When I bought a new pc in the summer I probably should have listened to Edsun and Mike Lucey and got a mac. I think you all know my views on Vista, I'm sticking with it now, but I guess that it might have boosted Mac sales.
A couple of weeks ago I saw my old sony vaio laptop gathering dust in the corner. This laptop had had xp on it but lacks ram and I can't upgrade it anymore. I decided that this would be an excellent opportunity to give a distribution of linux a go. As I understand it, Linux operating systems are quite lean so older machines respond faster than they would with windows that is choc full of stuff. I like the whole open source freeware philosophy (and economy ) of Linux too.
Being realistic however, I know nothing about linux or programming, I'm a strictly front end computer user.
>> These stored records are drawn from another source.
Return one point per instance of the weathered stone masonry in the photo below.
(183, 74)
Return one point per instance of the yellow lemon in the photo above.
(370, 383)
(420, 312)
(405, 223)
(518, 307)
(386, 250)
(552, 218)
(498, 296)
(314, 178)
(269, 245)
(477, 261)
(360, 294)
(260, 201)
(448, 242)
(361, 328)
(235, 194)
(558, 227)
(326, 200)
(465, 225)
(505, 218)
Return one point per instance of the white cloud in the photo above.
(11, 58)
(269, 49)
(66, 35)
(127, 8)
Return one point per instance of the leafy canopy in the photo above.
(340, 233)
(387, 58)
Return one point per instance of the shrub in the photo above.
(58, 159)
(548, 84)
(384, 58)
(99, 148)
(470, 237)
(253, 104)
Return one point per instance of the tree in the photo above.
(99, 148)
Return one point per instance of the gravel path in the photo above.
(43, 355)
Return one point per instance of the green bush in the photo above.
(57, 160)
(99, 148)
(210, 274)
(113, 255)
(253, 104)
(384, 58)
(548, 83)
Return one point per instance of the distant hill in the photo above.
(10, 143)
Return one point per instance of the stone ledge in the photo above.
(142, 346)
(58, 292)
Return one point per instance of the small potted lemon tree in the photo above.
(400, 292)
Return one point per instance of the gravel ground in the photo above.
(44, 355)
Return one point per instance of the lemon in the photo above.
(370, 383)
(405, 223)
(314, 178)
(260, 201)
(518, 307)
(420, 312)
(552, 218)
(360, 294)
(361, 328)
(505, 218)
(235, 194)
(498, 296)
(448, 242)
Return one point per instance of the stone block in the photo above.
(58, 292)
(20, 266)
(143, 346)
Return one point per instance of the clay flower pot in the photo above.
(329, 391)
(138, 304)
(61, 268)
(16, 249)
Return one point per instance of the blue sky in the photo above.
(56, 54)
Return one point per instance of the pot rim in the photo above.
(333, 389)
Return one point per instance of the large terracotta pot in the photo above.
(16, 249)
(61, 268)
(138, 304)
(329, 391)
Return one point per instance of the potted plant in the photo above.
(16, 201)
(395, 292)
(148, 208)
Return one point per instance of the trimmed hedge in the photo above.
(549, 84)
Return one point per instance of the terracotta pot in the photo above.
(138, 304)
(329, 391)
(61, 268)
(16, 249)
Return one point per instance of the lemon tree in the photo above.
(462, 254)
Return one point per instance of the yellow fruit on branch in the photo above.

I just want to see if linux and open source software could be an easy to use, professional platform for CAD and 3d work. After a bit of digging around on the internet I came across Dreamlinux describing itself as geared towards 3d/design/multimedia and it's free.
I just downloaded the boot file, saved it to disc, stuck it in my old laptop, and a very nice o.s. appeared in about 2 minutes. Fairly easy to understand, it looks similar to mac osx. It had actually automatically loaded loads of software too: Blender, Gimpshop, Open office, Firefox etc. It also has Wine, a windows emulator that I've learnt can, with a bit of monkeying around run SU, I've asked in a few forums for a link to a tut. In general though it looks like SU might be unstable on linux, maybe Google will eventually release a proprietry linux version.
At the moment I am only running Dreamlinux from a disc, I haven't permanently installed it but it's certainly fast on my old machine.
In my spare time, I intend to try a few different linux distributions and linux design freeware. I might set up a blog about it, but I want to be objective and compare it with industry standard software and take into account ease of use and efficiency. I think Ubuntu and Freespire are worth looking at too. Whether linux could be the future o.s. I'm not qualified to say, but it is free.